Neotrirachodon Temporal range: Anisian ~247–242 Ma PreꞒ Ꞓ O S D C P T J K Pg N

Scientific classification
- Kingdom: Animalia
- Phylum: Chordata
- Clade: Synapsida
- Clade: Therapsida
- Clade: †Therocephalia
- Superfamily: †Baurioidea
- Family: †Bauriidae (?)
- Genus: †Neotrirachodon Tatarinov, 2002
- Species: †N. expectatus
- Binomial name: †Neotrirachodon expectatus Tatarinov, 2002
- Synonyms: Antecosuchus ochevi Tatarinov, 1973 (in part);

= Neotrirachodon =

- Authority: Tatarinov, 2002
- Synonyms: Antecosuchus ochevi, Tatarinov, 1973 (in part)
- Parent authority: Tatarinov, 2002

Extinct genus of therapsids

Neotrirachodon is an extinct genus of therapsids which existed in Russia during the Middle Triassic period. Its type and only species is Neotrirachodon expectatus.

It is known from a jaw fossil consisting of the left dentary with postcanines. It was recovered from the Donguz Formation, Orenburg Oblast of Russia.

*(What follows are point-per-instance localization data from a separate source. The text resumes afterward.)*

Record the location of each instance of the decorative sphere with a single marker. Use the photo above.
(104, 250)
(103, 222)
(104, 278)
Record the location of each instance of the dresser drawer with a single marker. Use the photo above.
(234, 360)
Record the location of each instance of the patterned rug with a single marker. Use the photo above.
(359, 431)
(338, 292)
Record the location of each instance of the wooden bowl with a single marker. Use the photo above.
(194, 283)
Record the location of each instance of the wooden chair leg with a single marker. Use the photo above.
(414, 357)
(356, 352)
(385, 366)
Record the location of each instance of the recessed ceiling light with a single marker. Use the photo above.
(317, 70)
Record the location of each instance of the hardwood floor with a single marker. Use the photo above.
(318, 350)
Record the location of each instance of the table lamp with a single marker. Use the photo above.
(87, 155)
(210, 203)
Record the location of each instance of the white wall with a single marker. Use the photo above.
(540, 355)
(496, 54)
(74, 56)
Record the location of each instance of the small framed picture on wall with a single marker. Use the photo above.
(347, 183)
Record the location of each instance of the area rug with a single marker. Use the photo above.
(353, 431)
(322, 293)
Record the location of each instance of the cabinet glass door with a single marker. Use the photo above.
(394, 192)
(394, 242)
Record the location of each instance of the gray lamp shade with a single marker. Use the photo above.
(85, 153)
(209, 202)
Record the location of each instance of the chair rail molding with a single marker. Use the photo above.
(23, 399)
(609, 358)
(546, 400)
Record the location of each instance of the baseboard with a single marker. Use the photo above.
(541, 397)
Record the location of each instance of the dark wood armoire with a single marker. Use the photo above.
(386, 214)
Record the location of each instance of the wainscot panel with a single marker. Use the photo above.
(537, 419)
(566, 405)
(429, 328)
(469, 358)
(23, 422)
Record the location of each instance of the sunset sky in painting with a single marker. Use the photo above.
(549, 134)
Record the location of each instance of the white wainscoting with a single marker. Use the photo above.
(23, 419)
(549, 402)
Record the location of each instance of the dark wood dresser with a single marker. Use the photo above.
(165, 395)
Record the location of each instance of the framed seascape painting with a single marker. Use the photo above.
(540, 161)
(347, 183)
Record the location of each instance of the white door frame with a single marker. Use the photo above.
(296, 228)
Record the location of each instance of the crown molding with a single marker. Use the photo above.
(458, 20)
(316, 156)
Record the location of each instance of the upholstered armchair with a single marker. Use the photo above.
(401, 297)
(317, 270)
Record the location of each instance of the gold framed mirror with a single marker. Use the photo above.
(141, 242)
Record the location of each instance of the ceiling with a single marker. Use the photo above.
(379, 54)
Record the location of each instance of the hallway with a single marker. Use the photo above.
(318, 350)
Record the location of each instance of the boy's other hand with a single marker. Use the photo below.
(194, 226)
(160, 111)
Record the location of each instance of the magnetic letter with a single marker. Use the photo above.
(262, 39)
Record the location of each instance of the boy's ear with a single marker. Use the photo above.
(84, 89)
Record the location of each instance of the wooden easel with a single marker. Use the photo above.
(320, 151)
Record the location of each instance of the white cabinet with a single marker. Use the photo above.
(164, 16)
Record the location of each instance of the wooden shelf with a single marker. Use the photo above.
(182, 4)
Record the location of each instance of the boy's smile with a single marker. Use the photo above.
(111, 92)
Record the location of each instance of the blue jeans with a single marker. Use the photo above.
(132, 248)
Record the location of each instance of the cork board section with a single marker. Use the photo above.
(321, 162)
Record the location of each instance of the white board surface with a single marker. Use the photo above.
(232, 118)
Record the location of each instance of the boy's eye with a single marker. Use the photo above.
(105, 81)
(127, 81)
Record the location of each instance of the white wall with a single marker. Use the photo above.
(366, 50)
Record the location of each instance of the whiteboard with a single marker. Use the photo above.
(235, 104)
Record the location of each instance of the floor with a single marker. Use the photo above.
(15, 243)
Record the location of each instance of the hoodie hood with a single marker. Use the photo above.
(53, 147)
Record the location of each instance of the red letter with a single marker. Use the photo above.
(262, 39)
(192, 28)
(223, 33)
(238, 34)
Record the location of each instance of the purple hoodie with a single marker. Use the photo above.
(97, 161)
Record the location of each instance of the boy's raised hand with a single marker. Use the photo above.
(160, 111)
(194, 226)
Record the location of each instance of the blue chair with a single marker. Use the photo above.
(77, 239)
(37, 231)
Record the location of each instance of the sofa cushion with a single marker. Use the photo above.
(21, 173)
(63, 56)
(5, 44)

The fossil was first described as belonging to the genus Antecosuchus (as Antecosuchus ochevi), but in 2002 it was placed in its own monotypic genus.

It has tentatively been classified as a trirachodontid gomphodont pending further fossil discoveries. Gomphodonts were a group of herbivorous cynodonts which lived during the Triassic. If correct, it would be the first trirachodontid described from Russia.

Its classification remains uncertain, however. Other studies treat it as an incertae sedis gomphodont, while others propose that it is more likely to be a bauriid therocephalian rather than a trirachodontid.